HYUNDAI Australia won't be dropping the prices of its line-up as the Free Trade Agreement (FTA) with South Korea rolls out.
The FTA with South Korea kicked off on December 12, but the FTA with Japan, which comes into effect this Thursday, January 15, has already seen Japanese makers such as Subaru passing the savings on to customers.
Earlier this month, Subaru announced price cuts in direct response to the Japan FTA, cutting the price of the Forester by $1000, taking $750 from the price of the XV and $500 from the list price of the Impreza.
It also launched a new Liberty and Outback range with prices cut by up to a whopping $14,000 compared to the previous versions.
Hyundai Australia boss John Elsworth says the Japanese makers currently have an advantage over Korean brands such as Hyundai and Kia.
"They have two things working for them at the moment: a pretty weak yen and the FTA," Elsworth said. "We don't have that in Australia. We've got a historically strong won [and] we've got issues with the euro."
Both currencies are critical to Hyundai's success, as it sources cars such as the iX35 SUV from both its Czech factory and its South Korean plants, in order to keep up with Australian market demand.

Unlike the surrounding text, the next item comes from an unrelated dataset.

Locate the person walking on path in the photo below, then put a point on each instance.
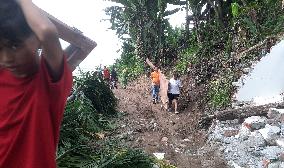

"So the two currencies that impact our business are working against us," Elsworth said.
That means Hyundai dealers, who enjoyed a record year in 2014 to sell more than 100,000 vehicles for the first time, won't be cutting prices as the FTA comes into full effect.
"You have to look at the details. Diesels don't get it, so our diesel SUVs won't get the full five percent [cut]," Elsworth said.
"We don't have a plan to roll back pricing; we're going to do it as models get upgrades and look to pass on more features to consumers, so overall value rather than pricing."